Chemical-protein relation extraction with ensembles of SVM, CNN, and RNN models
This work addresses the problem of automating relation extraction from biomedical literature for researchers, but it is incremental as it combines existing methods without introducing new paradigms.
The authors tackled chemical-protein relation extraction from PubMed abstracts by developing an ensemble of SVM, CNN, and RNN models, achieving an f-score of 0.6410 with precision of 0.7266 and recall of 0.5735, which was the highest performance in the 2017 CHEMPROT challenge.

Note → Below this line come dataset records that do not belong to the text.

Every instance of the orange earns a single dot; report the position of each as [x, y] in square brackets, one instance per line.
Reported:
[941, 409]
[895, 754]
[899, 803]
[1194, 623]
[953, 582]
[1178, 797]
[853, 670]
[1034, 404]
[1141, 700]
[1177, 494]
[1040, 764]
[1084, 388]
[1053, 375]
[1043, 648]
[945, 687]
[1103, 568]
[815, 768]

Text mining the relations between chemicals and proteins is an increasingly important task. The CHEMPROT track at BioCreative VI aims to promote the development and evaluation of systems that can automatically detect the chemical-protein relations in running text (PubMed abstracts). This manuscript describes our submission, which is an ensemble of three systems, including a Support Vector Machine, a Convolutional Neural Network, and a Recurrent Neural Network. Their output is combined using a decision based on majority voting or stacking. Our CHEMPROT system obtained 0.7266 in precision and 0.5735 in recall for an f-score of 0.6410, demonstrating the effectiveness of machine learning-based approaches for automatic relation extraction from biomedical literature. Our submission achieved the highest performance in the task during the 2017 challenge.